Lets say I have the a set of points $P = \{p_1, p_2, ...\}, p_i \in R^3$ that change position with time. These points are part of a rigid body and I record these positions in order to estimate its properties. Also, I know the linear velocity and acceleration of these points.
I was able to estimate the transformation matrix $T$ between two consequent time instances $t_1, t_2$, that best maps $P_i(t_2) = T P_i(t_1), \forall i$, meaning I know the orientation of the body. Now I need to estimate the angular velocity and angular acceleration with respect to some point $O$.
What are my options? I want to avoid numerical differentiation if possible.
If you know that your transform was caused by a rotation, then what you're looking at is a class Aerospace engineering problem called as Wahba's Problem which comes up in ADCS (attitude determination and control systems)
Wahba's problem asks for an orthogonal matrix $T$ (orthogonal because they represent rotations in 3D), that best minises the error function
$$ \delta \theta = \sum_{i=1}^{n}|P_i(t + 1) - w_i T P_i(t)| $$
where $P_i(t)$ are unit reference vectors, $w_i$ are their weights that reflect our "belief" in the correctness of the $P_i(t)$
The "best" algorithm that I am aware of is QUEST (QUaternion ESTimation). Here is a link to an explanation and historical overview of the algorithm by the creator of the algorithm himself.

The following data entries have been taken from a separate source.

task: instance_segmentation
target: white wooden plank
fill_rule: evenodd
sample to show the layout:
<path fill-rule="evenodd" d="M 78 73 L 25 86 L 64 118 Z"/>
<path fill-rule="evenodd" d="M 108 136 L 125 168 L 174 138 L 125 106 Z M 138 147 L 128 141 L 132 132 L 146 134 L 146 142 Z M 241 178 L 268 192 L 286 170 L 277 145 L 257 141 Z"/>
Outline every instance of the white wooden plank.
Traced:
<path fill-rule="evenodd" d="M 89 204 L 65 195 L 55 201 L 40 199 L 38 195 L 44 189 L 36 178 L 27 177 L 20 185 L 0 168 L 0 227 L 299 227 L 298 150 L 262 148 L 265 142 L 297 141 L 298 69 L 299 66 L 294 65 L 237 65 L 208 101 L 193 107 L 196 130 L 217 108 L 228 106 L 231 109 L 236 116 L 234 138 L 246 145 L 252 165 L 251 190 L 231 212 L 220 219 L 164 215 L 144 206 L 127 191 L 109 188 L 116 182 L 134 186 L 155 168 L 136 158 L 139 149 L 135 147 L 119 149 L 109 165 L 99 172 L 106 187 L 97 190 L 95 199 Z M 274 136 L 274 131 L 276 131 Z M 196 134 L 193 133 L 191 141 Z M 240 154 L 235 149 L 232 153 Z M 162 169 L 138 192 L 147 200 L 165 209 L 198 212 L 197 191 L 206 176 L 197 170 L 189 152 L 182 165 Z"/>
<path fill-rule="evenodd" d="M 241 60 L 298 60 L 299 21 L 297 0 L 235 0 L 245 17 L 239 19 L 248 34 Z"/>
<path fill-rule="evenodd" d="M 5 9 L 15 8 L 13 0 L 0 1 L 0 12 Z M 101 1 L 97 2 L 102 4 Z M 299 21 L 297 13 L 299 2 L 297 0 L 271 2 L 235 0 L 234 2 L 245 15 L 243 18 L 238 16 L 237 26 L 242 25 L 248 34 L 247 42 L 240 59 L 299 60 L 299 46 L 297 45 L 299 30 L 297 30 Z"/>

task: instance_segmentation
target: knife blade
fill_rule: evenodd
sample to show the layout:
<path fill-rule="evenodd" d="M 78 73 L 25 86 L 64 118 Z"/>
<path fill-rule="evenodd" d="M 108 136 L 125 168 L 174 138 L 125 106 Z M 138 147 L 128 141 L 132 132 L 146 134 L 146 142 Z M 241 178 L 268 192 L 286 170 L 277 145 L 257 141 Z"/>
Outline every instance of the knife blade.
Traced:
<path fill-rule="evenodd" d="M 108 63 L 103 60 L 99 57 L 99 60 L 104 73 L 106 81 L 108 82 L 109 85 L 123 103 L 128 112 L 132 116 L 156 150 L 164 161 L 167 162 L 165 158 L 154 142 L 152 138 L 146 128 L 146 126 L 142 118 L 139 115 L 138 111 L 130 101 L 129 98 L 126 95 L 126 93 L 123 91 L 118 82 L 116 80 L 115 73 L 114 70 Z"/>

Note that the problem cannot have a "perfect" solution by definition, since the system is forced to be either over or under damped.
This is because to specify a rotation, we require 3 parameters (commonly thought of as Euler angles)
However, since the $P(t)$ vectors are unit vectors, they are determined by just 2 components (say $x$ and $y$. The third component is derived from $z = \sqrt{x^2 + y^2}$. Hence, one vector provides 2 data points, while 2 vectors provide 4. We can never have 3 data points (which is what the problem essentially asks for).